The mesmeric belief that everybody must "pass on" in order to reach immortality is contrary to the theology of Christ Jesus and of Christian Science. Jesus taught and proved, through his raising of others and of himself, that death—including its preliminaries called disease, decay, or disaster—is illegitimate and is to be overcome. To Jesus, ascension, not resurrection, was the ultimate goal. Can we aim at anything less than supplanting the death process? The Bible states, "This is the record, that God hath given to us eternal life, and this life is in his Son,"I John 5:11; while Jesus himself prayed unequivocally, "This is life eternal, that they might know thee the only true God, and Jesus Christ, whom thou hast sent."John 17:3;

People hold diverse views of the possibility and even the desirability of eternal life. Materialists look with foreboding on the prospect of what to them would be a boring existence in an endless sweetness and light, or life without sensual pleasures.
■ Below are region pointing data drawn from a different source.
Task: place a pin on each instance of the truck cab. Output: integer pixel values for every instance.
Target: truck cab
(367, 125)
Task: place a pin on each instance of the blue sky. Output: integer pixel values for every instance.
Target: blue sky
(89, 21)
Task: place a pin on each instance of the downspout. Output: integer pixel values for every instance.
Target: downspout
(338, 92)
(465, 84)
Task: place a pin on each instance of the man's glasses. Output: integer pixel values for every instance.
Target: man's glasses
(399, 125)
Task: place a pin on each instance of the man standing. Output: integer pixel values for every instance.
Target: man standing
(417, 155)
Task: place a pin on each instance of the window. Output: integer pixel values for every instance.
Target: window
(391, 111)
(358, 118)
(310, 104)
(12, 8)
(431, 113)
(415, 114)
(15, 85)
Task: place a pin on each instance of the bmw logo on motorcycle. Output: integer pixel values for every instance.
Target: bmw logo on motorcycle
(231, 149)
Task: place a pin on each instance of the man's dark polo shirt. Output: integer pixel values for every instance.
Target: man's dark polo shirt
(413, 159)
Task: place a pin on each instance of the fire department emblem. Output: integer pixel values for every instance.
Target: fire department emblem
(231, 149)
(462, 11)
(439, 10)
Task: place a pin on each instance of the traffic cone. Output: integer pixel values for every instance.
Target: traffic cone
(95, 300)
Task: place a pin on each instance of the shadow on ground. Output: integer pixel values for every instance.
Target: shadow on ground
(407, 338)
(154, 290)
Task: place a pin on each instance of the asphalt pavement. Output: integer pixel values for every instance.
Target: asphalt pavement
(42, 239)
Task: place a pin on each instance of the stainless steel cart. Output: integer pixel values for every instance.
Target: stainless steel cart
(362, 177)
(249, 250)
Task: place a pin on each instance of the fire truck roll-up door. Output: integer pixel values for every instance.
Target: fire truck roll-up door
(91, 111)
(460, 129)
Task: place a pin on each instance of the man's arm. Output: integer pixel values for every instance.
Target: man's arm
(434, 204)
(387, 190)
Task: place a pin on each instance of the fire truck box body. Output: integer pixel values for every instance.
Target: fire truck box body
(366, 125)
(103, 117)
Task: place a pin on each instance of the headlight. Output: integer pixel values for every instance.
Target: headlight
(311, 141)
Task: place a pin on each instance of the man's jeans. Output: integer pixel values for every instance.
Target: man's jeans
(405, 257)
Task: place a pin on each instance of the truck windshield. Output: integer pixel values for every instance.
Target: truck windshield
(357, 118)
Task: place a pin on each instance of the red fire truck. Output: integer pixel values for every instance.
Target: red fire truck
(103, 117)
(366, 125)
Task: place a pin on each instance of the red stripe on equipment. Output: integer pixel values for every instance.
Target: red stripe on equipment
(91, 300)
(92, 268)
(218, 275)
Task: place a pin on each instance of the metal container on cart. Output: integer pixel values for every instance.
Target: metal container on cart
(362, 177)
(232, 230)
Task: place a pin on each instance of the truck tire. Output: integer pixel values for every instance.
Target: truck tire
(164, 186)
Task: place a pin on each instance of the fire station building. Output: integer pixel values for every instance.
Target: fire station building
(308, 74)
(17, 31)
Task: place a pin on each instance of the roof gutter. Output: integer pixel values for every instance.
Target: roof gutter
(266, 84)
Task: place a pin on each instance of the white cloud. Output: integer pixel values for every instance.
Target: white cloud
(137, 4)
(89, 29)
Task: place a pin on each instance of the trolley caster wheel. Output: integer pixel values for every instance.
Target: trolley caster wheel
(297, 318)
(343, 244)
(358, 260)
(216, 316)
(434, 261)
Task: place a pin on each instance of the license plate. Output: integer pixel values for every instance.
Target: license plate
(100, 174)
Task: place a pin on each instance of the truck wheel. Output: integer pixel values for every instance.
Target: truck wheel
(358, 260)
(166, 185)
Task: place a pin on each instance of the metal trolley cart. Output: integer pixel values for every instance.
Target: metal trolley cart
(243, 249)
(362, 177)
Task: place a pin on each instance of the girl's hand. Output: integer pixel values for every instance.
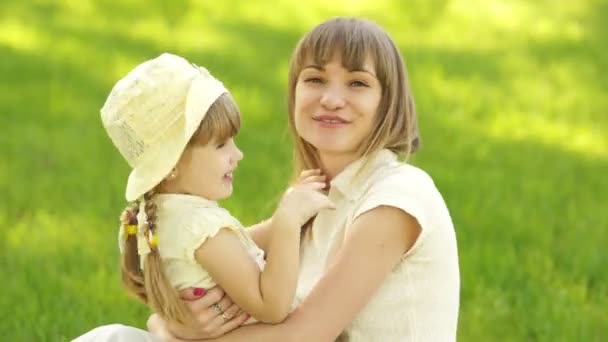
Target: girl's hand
(303, 201)
(312, 176)
(214, 315)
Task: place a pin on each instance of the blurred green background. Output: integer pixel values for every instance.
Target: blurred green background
(513, 111)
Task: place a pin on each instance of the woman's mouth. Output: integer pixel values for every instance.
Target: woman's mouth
(330, 121)
(228, 177)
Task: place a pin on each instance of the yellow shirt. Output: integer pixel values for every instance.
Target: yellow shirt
(184, 222)
(419, 299)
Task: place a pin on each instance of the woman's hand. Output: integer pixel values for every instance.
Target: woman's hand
(214, 315)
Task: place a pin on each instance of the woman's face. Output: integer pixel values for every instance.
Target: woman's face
(334, 108)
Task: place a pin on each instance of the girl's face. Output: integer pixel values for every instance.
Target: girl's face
(334, 108)
(206, 170)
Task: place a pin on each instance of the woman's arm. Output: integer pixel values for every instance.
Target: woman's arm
(267, 295)
(375, 244)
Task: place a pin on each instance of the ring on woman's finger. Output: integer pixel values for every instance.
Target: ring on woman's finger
(218, 308)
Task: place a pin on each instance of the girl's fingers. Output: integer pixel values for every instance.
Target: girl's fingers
(308, 173)
(317, 178)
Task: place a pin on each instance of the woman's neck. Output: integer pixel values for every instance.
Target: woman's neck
(334, 163)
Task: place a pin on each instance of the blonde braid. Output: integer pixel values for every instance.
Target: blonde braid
(131, 273)
(162, 297)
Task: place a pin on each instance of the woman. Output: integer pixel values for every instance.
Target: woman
(383, 266)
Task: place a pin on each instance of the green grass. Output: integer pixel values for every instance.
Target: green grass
(512, 103)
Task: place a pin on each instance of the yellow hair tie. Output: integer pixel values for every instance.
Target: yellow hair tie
(153, 240)
(131, 229)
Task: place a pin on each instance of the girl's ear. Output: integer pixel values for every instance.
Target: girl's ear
(172, 175)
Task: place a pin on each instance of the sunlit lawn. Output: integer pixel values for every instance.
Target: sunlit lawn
(512, 103)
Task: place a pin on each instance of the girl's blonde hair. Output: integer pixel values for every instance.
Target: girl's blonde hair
(151, 285)
(354, 40)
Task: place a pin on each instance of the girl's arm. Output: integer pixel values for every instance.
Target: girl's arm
(266, 295)
(375, 244)
(260, 233)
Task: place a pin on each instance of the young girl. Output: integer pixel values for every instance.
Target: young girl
(174, 124)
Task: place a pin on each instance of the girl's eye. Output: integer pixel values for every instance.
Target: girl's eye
(313, 80)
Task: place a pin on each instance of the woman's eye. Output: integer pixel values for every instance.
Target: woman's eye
(358, 84)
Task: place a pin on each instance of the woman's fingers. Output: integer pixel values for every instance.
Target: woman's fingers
(232, 324)
(203, 304)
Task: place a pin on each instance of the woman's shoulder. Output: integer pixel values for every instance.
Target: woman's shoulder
(402, 177)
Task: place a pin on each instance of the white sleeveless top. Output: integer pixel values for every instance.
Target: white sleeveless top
(419, 299)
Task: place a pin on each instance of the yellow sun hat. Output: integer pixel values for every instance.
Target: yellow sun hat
(152, 113)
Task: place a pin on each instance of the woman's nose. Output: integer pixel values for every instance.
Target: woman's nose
(238, 154)
(333, 98)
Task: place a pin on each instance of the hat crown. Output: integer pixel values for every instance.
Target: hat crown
(146, 103)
Some people don't believe there's anything beyond the grave. But Christian Science reveals eternal life, not in terms of an indefinite extension of mere existence but as a glorious adventure, wherein man lives to express the fullness of God's eternal attributes and qualities, forever unfolding in infinite variety, bliss, joy, beauty, goodness, and fulfillment.

How can we reach this conscious awareness of man's present immortality? Certainly not through the natural sciences' researches into the origin of material life (organized matter), nor through any theological illusions of an Adamic creation of mortals who must die in order to reach heaven or hell.